The platform of the warning systems are built based on meeting the following three primary standards: 
i) scientificity of the system, ii) reliability of data, and iii) accuracy of early warning. With respect to the 
reliability of data, sensors play an important role in aiming to provide accurate early warnings based on the 
ability to capture more detailed and reliable big data of the ambient natural environment [15]-[18]. Scientificity 
is a combination that starts from the correlation between high-risk factors and simultaneously coordinates and 
cooperates with other subsystems, using scientific methods and accurate data statistics. Meanwhile, accuracy 
and real-time capability can be achieved by analyzing and processing data of artificial intelligence, deep 
learning, etc. technologies [19], [20]. A specific example is the artificial neural network considered for analysis 
of flood management system in [21] and practically implemented in forecasting the Blue Nile river flows in 
Sudan [22]. The overview chart for earthquake situational analytics uses data visualization to present the 
condition across the area around the earthquake zone [23]. 

Data visualization systems provide a visual representation of the dataset, allowing users to analyze 
data and discover new knowledge via exploratory analysis. Based on dataset types, attributes, and domain 
tasks, visualization designers come up with a specific design in terms of color coding, layout, and other visual 
channels such as angle, shape, and size [24], [25]. The purpose is to turn data sources into visual, easy-to- 
observe, and understand information to clearly convey the data's full insights to the viewer. Therefore, this 
technique can provide an intuitive tool for finding the correlation between the cycles of natural disasters, 
through which people can make accurate judgments for warning disasters. 

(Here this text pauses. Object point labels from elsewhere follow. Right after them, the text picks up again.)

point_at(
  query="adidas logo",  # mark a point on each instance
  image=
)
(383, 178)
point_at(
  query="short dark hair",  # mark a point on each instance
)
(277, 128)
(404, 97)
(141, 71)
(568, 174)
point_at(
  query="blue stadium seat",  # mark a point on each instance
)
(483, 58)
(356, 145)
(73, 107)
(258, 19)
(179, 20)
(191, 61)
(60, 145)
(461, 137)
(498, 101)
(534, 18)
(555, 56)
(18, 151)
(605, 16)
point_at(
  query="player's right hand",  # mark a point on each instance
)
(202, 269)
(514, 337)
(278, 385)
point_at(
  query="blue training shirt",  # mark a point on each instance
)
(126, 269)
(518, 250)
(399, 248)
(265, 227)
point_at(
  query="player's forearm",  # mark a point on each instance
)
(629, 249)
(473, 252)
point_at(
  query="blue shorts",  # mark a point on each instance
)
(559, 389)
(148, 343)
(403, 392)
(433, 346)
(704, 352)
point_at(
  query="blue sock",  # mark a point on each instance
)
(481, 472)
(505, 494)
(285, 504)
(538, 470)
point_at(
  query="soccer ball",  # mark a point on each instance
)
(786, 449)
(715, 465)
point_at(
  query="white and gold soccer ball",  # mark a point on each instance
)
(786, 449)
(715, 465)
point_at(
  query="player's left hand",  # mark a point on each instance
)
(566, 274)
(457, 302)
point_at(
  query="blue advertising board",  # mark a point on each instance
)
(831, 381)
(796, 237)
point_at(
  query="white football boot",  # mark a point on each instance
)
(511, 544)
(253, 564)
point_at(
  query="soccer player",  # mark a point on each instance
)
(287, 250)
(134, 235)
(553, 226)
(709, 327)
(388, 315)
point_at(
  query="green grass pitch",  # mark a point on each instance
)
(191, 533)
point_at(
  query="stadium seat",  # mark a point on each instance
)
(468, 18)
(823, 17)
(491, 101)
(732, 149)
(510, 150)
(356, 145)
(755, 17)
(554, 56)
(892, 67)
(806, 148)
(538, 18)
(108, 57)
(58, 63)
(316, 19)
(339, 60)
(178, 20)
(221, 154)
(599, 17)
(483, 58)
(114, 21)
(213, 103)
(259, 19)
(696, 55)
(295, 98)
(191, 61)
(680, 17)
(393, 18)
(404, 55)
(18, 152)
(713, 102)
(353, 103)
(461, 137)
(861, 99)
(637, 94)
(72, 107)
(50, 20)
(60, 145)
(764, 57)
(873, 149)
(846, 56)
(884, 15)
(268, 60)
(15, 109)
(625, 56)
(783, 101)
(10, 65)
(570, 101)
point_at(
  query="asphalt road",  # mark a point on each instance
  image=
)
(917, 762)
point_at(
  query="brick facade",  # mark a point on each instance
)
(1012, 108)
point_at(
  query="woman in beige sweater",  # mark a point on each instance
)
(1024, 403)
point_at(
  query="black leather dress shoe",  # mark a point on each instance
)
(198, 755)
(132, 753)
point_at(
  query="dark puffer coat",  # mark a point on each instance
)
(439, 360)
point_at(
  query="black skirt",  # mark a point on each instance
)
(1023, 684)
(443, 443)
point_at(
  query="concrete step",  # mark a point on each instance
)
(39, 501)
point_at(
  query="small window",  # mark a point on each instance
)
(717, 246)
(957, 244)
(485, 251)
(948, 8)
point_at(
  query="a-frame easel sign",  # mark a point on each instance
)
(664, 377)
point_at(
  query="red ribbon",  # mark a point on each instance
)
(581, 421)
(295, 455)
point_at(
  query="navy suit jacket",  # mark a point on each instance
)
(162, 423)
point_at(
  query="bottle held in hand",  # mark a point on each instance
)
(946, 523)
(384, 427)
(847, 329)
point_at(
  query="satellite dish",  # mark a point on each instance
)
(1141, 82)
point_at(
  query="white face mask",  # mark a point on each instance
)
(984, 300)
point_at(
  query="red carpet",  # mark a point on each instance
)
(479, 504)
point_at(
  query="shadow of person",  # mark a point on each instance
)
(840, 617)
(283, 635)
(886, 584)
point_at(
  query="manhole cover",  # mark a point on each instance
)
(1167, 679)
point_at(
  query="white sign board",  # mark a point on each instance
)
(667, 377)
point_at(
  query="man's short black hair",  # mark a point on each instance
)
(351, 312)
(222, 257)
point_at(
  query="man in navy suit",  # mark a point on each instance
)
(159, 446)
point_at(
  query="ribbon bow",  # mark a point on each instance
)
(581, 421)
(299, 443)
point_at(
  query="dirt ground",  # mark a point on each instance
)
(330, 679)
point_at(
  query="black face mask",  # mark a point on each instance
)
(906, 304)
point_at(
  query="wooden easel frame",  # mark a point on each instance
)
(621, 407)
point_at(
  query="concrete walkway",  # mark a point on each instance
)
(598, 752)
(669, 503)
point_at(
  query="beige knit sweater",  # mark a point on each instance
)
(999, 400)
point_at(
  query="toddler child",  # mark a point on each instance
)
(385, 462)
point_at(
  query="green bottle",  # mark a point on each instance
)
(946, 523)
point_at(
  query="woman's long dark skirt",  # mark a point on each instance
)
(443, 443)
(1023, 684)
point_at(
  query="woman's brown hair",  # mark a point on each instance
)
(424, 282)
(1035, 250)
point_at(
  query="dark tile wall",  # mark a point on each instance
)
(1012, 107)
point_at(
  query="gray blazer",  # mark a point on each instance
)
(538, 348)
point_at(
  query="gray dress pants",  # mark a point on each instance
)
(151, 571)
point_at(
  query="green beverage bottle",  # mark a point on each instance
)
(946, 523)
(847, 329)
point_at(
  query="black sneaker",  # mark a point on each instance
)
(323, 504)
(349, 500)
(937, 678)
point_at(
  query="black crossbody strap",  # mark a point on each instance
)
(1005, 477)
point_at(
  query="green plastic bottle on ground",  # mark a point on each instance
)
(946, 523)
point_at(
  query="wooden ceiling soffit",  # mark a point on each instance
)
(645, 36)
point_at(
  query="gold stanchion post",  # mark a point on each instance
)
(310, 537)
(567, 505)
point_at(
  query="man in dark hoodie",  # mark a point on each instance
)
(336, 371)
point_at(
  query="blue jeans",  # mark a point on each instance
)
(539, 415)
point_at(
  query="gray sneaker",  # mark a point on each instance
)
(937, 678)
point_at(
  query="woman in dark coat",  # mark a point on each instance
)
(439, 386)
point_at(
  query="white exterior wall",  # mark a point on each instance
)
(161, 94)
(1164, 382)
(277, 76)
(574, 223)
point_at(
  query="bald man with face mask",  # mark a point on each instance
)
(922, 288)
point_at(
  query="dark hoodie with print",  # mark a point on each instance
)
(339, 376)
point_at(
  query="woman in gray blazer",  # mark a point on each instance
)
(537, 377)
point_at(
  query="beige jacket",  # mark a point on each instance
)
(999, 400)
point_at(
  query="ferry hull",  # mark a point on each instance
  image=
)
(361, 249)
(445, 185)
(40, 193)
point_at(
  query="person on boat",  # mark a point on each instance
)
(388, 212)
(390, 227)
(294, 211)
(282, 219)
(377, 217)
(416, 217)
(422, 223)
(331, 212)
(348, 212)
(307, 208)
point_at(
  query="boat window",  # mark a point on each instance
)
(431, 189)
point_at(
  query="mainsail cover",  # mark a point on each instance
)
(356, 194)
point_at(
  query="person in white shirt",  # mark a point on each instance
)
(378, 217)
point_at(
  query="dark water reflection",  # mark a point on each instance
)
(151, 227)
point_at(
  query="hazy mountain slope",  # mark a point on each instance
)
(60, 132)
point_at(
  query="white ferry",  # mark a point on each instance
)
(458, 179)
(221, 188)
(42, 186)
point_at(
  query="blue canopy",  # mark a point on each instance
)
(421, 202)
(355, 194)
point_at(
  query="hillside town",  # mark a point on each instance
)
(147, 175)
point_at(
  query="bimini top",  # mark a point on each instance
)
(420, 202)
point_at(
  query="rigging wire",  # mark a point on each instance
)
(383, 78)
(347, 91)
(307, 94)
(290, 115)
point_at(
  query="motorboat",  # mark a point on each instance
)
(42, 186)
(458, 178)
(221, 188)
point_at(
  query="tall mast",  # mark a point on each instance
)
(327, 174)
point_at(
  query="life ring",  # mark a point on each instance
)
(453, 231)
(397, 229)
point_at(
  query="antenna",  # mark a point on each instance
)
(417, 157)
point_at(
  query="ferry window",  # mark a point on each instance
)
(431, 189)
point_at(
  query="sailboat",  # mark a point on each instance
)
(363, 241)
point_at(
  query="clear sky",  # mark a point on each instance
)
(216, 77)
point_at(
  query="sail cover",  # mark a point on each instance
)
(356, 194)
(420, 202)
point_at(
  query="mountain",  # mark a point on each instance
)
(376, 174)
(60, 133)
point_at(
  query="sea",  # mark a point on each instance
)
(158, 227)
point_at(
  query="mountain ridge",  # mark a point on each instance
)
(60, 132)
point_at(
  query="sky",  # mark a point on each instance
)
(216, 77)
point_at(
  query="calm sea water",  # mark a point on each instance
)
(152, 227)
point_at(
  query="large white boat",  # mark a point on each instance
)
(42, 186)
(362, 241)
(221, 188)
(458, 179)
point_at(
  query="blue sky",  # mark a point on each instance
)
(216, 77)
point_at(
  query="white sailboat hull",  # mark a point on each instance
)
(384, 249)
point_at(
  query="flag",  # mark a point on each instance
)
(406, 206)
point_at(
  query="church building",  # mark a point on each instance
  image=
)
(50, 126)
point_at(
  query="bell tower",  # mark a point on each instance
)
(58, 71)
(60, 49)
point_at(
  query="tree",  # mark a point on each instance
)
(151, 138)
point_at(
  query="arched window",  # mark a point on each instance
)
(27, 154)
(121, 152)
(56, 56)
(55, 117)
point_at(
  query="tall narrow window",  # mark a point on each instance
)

This study proposes a new direction for deploying the data visualization technique applied to predict 
natural disasters. The WSN is modeled with numerous sensor nodes deploying in a sensing area. A clustering 
algorithm partitions the network into clusters. A greedy tree algorithm is proposed to collect data from the 
clusters and finally to be sent to the BS. Sensing data is gathered in the database for analyzing and processing. 
After processing data, a visualization technique is applied to present a visual inspection for changes in sensor 
areas. Unusual changes are the early signs of disaster in region of interests (ROIs). This early warning sign 
supports humans’ focus on better disaster prevention at living in those areas and minimizing loss of life and 
property.The analysis of the early warning system (EWS) is organized as: The next section introduces the 
system model of the proposed warning system. On the basis of this, section 3 describes the preliminary results 
of the research findings, while section 4 makes recommendations and challenges for future work. Finally, 
conclusions and future directions in this study are provided in section 5. 


2. SYSTEM MODEL 
2.1. The wireless sensor network (WSN) model 

The WSN is supposed to contain N sensor nodes distributed randomly in a sensing region. The 
network's goal is to gather data from all nodes and send it to a data processing center or a BS. Regarding energy 
conservation, the network is separated into clusters, with one cluster head (CH) assigned to each cluster based 
on a clustering algorithm. A tree-based routing technique is developed to connect all of the CHs with the root 
at the BS. Based on the routing tree that connects all the CHs, all CHs collect data from their local clusters and 
then pass their sensor readings through the CHs closer to the BS. The BS can achieve all the data from the 
network based on the inter-cluster tree. Both the clustering algorithm and the tree-based routing algorithm aim 
to collect sending data to be sent to the BS. The Algorithm | divide the network into clusters. The Algorithm 
2 provides a routing tree to take all sensing data from clusters to the BS. The steps in details are provided as 
follows. 


2.1.1. Clustering Algorithm 

In Algorithm 1, a certain number of sensors are chosen as CHs. The non-CH sensors send their data 
to the CHs they belong to. The CHs collect data among their clusters. They send the received data including 
their own to the BS via the inter-cluster routing tree as follows. 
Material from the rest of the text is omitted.